The Salisbury program was down to 45 players, varsity and jayvee combined, but the number was up to 80 last season.

“I think that they are on the right track,” said Peavy.
“It’s just a matter of coming in and getting my system in place, and the kids and coaches buying into the system. I’ve met with the coaches now three or four times. They seem to be buying into the system and seem to be real excited. If the kids will buy into the system, I think we’re going to have a chance to be successful.”

Peavy’s system includes an option offense similar to that used by NCAA Division II power Georgia Southern. It will be a balanced alignment with a halfback and split end on each side and a fullback. Defensively, he plans a 5-3 alignment with variations.

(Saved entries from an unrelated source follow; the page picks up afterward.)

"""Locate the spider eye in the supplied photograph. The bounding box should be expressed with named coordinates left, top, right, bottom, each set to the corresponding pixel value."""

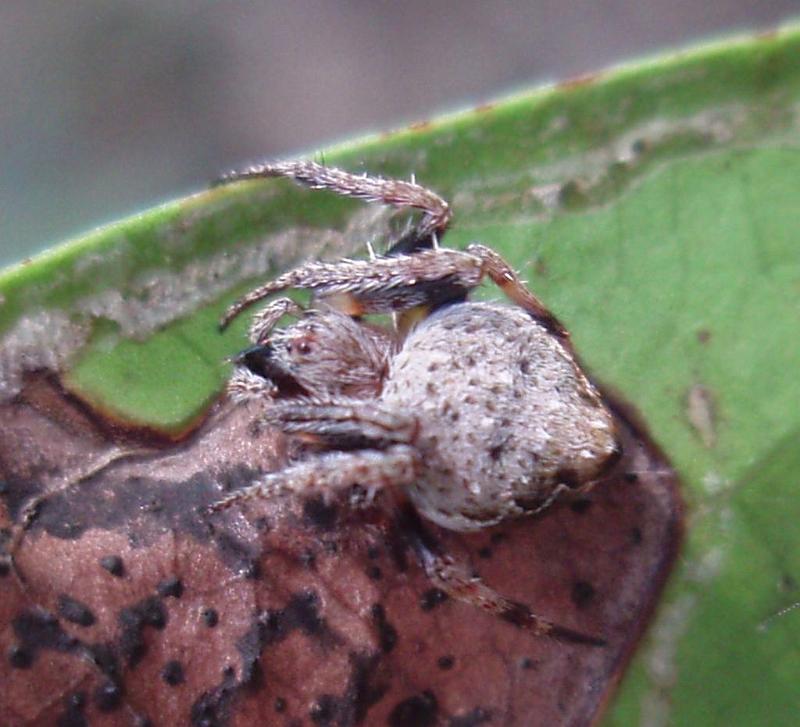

left=287, top=331, right=315, bottom=358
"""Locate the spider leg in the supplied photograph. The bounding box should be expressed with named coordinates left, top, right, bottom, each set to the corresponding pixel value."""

left=465, top=243, right=568, bottom=339
left=220, top=239, right=565, bottom=339
left=208, top=444, right=420, bottom=512
left=396, top=504, right=604, bottom=646
left=216, top=159, right=451, bottom=251
left=247, top=297, right=304, bottom=344
left=220, top=248, right=483, bottom=329
left=416, top=543, right=605, bottom=646
left=265, top=399, right=418, bottom=449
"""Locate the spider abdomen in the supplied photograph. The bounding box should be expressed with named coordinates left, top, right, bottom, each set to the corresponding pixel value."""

left=382, top=301, right=619, bottom=531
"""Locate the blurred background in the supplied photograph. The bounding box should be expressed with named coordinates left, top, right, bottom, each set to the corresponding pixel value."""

left=1, top=1, right=796, bottom=266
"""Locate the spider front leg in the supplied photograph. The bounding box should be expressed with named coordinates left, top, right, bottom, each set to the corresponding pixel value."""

left=216, top=159, right=451, bottom=251
left=209, top=445, right=420, bottom=513
left=219, top=248, right=484, bottom=329
left=220, top=244, right=565, bottom=339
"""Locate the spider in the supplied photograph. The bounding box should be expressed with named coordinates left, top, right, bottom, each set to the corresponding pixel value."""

left=211, top=160, right=620, bottom=645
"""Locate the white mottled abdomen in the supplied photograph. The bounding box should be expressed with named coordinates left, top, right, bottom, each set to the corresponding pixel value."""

left=381, top=302, right=618, bottom=531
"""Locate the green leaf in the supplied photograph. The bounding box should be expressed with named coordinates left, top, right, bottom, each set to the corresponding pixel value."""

left=2, top=24, right=800, bottom=724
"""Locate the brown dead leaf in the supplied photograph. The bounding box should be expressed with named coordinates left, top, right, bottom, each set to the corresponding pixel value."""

left=0, top=376, right=682, bottom=727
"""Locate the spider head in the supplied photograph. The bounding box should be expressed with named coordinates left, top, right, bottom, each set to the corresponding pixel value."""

left=236, top=309, right=393, bottom=399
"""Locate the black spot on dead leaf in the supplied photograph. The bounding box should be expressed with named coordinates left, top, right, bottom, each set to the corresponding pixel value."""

left=84, top=642, right=123, bottom=684
left=13, top=607, right=78, bottom=664
left=161, top=659, right=186, bottom=686
left=389, top=690, right=439, bottom=727
left=308, top=652, right=390, bottom=726
left=118, top=596, right=167, bottom=667
left=57, top=594, right=96, bottom=627
left=273, top=591, right=338, bottom=646
left=570, top=498, right=593, bottom=514
left=210, top=528, right=262, bottom=578
left=156, top=575, right=184, bottom=599
left=8, top=643, right=33, bottom=669
left=420, top=587, right=448, bottom=611
left=437, top=655, right=455, bottom=670
left=93, top=679, right=123, bottom=712
left=371, top=603, right=398, bottom=653
left=310, top=694, right=338, bottom=724
left=235, top=613, right=271, bottom=688
left=343, top=652, right=391, bottom=723
left=303, top=495, right=340, bottom=531
left=99, top=553, right=125, bottom=576
left=189, top=667, right=237, bottom=727
left=571, top=580, right=596, bottom=609
left=235, top=593, right=343, bottom=694
left=56, top=691, right=88, bottom=727
left=201, top=607, right=219, bottom=627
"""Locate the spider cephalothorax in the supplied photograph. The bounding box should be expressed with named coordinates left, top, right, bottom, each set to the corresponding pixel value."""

left=213, top=160, right=620, bottom=644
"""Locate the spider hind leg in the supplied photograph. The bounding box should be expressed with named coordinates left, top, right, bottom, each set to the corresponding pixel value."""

left=398, top=504, right=605, bottom=647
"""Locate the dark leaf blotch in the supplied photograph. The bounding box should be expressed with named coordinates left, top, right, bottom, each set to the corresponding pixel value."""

left=156, top=576, right=184, bottom=599
left=99, top=554, right=125, bottom=577
left=389, top=690, right=439, bottom=727
left=162, top=659, right=186, bottom=686
left=57, top=594, right=96, bottom=627
left=93, top=679, right=123, bottom=712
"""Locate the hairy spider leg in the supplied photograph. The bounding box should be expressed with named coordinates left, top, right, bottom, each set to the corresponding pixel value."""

left=208, top=445, right=421, bottom=513
left=397, top=505, right=605, bottom=647
left=263, top=399, right=418, bottom=449
left=216, top=159, right=452, bottom=252
left=219, top=248, right=484, bottom=329
left=221, top=244, right=565, bottom=341
left=416, top=542, right=605, bottom=646
left=246, top=296, right=305, bottom=344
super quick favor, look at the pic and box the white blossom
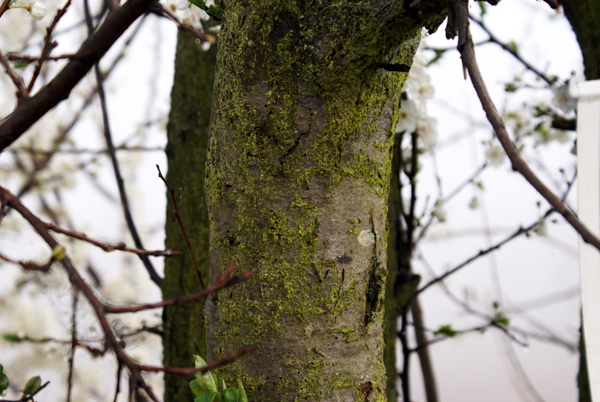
[551,84,577,114]
[534,219,548,236]
[503,110,531,139]
[29,2,46,19]
[176,0,189,9]
[468,196,480,210]
[432,199,447,223]
[417,115,437,150]
[396,99,418,133]
[485,145,505,167]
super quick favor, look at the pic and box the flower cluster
[396,31,438,152]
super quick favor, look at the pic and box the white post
[578,79,600,400]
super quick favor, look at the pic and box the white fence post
[578,79,600,400]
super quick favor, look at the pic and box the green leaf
[504,83,517,93]
[478,1,486,15]
[52,245,66,261]
[0,365,9,395]
[494,313,510,327]
[22,375,41,395]
[190,380,206,397]
[194,392,219,402]
[221,379,227,393]
[223,388,239,402]
[193,355,218,394]
[12,61,28,70]
[508,40,518,53]
[188,0,207,10]
[433,324,458,338]
[237,381,248,402]
[2,333,20,342]
[206,4,221,16]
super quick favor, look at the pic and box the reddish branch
[157,165,205,288]
[0,185,254,400]
[0,0,157,152]
[28,0,72,93]
[46,221,182,256]
[448,0,600,251]
[0,250,54,272]
[105,270,253,313]
[139,346,255,375]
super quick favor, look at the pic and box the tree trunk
[204,1,446,400]
[384,132,420,401]
[162,31,217,402]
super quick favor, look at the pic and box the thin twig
[157,165,205,288]
[28,0,72,92]
[7,53,83,63]
[46,222,182,256]
[469,17,555,86]
[0,49,28,100]
[0,251,54,272]
[104,271,253,313]
[449,0,600,251]
[66,290,79,402]
[83,0,163,287]
[139,346,255,375]
[0,381,50,402]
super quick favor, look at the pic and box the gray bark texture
[203,1,446,400]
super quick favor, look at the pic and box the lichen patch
[357,230,375,247]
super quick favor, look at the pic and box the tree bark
[384,132,420,401]
[204,1,446,400]
[563,0,600,81]
[162,31,216,402]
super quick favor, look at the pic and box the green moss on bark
[162,31,216,402]
[205,1,446,400]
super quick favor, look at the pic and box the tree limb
[448,0,600,251]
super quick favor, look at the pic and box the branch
[138,346,255,375]
[157,165,205,288]
[0,381,50,402]
[45,222,182,256]
[104,270,253,313]
[0,49,28,100]
[0,0,156,152]
[448,0,600,251]
[469,17,555,85]
[28,0,72,93]
[83,0,162,287]
[0,251,54,272]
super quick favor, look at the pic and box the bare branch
[0,0,156,152]
[104,270,253,313]
[46,222,182,257]
[0,250,54,272]
[157,165,205,288]
[28,0,72,93]
[139,346,255,375]
[448,0,600,251]
[83,0,163,287]
[0,49,28,100]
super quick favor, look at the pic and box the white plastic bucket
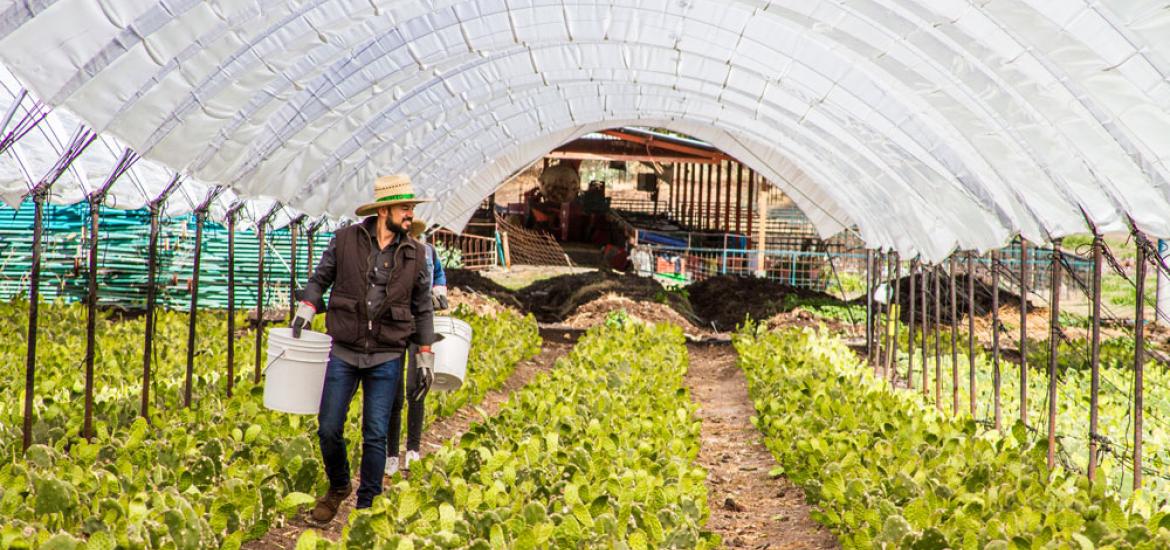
[431,316,473,392]
[263,327,333,414]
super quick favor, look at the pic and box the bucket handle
[262,348,288,376]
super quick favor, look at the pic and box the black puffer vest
[325,219,424,354]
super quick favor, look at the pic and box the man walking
[290,174,437,521]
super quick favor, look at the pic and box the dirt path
[246,341,571,549]
[687,343,838,549]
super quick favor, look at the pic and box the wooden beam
[600,129,729,161]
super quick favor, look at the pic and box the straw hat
[354,174,432,217]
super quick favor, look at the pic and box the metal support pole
[992,251,1002,430]
[255,222,267,383]
[921,264,930,396]
[83,196,100,439]
[183,209,206,408]
[141,202,161,420]
[22,191,46,451]
[1019,239,1029,425]
[82,149,137,438]
[866,249,875,364]
[908,259,917,389]
[881,253,893,378]
[307,226,315,279]
[289,221,299,318]
[1134,242,1147,490]
[934,265,942,409]
[950,256,959,415]
[888,253,901,384]
[1157,239,1169,325]
[967,252,977,417]
[227,210,237,397]
[1046,240,1062,470]
[1088,234,1103,481]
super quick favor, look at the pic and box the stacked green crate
[0,201,329,312]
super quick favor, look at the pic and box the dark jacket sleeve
[430,244,447,287]
[300,236,338,313]
[411,253,437,346]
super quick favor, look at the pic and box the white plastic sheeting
[0,0,1167,260]
[0,65,321,230]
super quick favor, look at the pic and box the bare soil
[686,342,838,549]
[244,341,571,549]
[444,268,526,311]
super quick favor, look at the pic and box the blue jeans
[317,353,402,508]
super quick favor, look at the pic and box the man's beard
[386,216,411,235]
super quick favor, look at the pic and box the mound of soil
[765,308,858,336]
[687,275,842,332]
[447,288,518,317]
[516,270,698,324]
[564,294,704,334]
[444,269,524,311]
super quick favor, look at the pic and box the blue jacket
[424,243,447,287]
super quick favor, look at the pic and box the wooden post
[746,169,755,243]
[1088,234,1103,481]
[502,231,512,269]
[683,163,692,228]
[713,162,722,231]
[704,164,713,230]
[724,161,732,233]
[735,163,744,234]
[755,182,768,277]
[1046,240,1062,470]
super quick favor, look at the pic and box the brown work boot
[310,483,352,523]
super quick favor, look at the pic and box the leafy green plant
[736,327,1169,549]
[433,241,463,270]
[327,322,719,549]
[0,299,540,548]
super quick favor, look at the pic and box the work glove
[412,349,435,401]
[431,285,449,311]
[291,301,315,338]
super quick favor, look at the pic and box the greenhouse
[1,1,1170,548]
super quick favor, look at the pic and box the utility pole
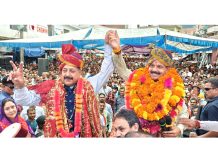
[47,25,54,59]
[48,25,54,36]
[198,27,207,68]
[19,25,25,64]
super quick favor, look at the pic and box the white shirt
[200,121,218,132]
[105,103,113,118]
[100,114,106,127]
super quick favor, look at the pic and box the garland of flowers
[125,66,185,134]
[54,78,83,137]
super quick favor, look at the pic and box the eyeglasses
[204,88,213,91]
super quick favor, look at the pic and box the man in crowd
[0,76,14,105]
[26,107,37,133]
[106,85,118,113]
[114,86,125,113]
[125,131,153,138]
[99,96,112,137]
[35,115,46,137]
[193,77,218,137]
[106,30,188,137]
[99,93,113,118]
[112,108,142,138]
[20,105,45,121]
[189,98,198,108]
[0,68,7,81]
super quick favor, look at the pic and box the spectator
[125,131,153,138]
[0,98,34,137]
[114,86,125,113]
[35,115,45,138]
[0,76,14,107]
[112,109,141,138]
[195,78,218,137]
[99,97,112,137]
[26,107,37,133]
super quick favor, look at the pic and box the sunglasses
[204,88,213,91]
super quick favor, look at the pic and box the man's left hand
[162,126,181,137]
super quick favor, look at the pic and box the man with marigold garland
[7,40,115,137]
[106,30,189,137]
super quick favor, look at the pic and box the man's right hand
[9,61,25,89]
[179,118,198,130]
[105,30,121,54]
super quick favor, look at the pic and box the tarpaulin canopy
[0,27,91,48]
[73,27,218,54]
[14,48,45,57]
[1,26,218,55]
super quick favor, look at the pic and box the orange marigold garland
[125,66,185,135]
[54,78,83,137]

Peavy was a linebacker at Garrett High in Charleston and earned a scholarship to Morehead State in Kentucky. However, an injury in preseason practice his freshman year ended his college career quickly.

Peavy transferred to College of Charleston, where he graduated, then he was a graduate assistant at the University of Tennessee one year and an assistant at The Citadel one year.

He decided that coaching and teaching in high school was the best move for him financially, and has been a teacher and coach 11 years, working as an assistant at Charleston schools Hanahan and Middleton prior to taking his first head job.

“I had been in the city my whole life. I went to Wade Hampton, a rural area. It was a change. This is going to be a lot better for me,” said Peavy.

Peavy, who is not married, said if there are any openings on the staff, he would like to bring two of his Wade Hampton assistants with him, but that he plans to keep every assistant on the current Hornets’ staff.

Peavy considers football coaching a year-round job with a lot of time spent with players in the weight room in the off season, but says he will have other coaching duties if Dr. Windsor Eagle, the school’s principal, and Daugherty need him in other sports. He will teach physical education.